The funding will go towards creating a consumer-based framework to detect and control lead in drinking water
The U.S. EPA announced $1.9 million in funding to Virginia Polytechnic Institute and State University (Virginia Tech) in Blacksburg, Va., to research strategies to detect and control lead exposure in drinking water.
Virginia Tech will use this funding to create a consumer-based framework to detect and control lead in drinking water. Researchers will work collaboratively with the public, encouraging citizen scientists to participate in the research. By involving consumers directly in research, this community science project is designed to increase public awareness of lead in water and plumbing at a national scale. This research expands the capacity of the most vulnerable communities to actively participate in identifying risks and evaluating opportunities to mitigate those risks.
“Our team will establish one of the largest citizen science engineering projects in U.S. history to help individuals and communities deal with our shared responsibility for controlling exposure to lead in drinking water through a combination of low-cost sampling, outreach, direct collaboration, and modeling,” said Principal Investigator on the Project Dr.

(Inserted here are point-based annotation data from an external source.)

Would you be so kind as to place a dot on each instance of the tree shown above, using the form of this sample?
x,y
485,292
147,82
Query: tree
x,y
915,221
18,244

Marc Edwards. “We will tap a growing ‘crowd’ of consumers who want to learn how to better protect themselves from lead, and in the process, also create new knowledge to protect others. Whether from wells or municipalities, we all consume water, and we can collectively work to reduce health risks.”
The grant awarded to Virginia Tech is one of two grants totaling almost four million dollars to detect and control lead in America’s drinking water announced today. EPA also awarded $1.9 million to the Water Research Center in Denver, Colo., to create a risk-based model to identify opportunities to mitigate lead exposure from drinking water including at home and among children and pregnant women.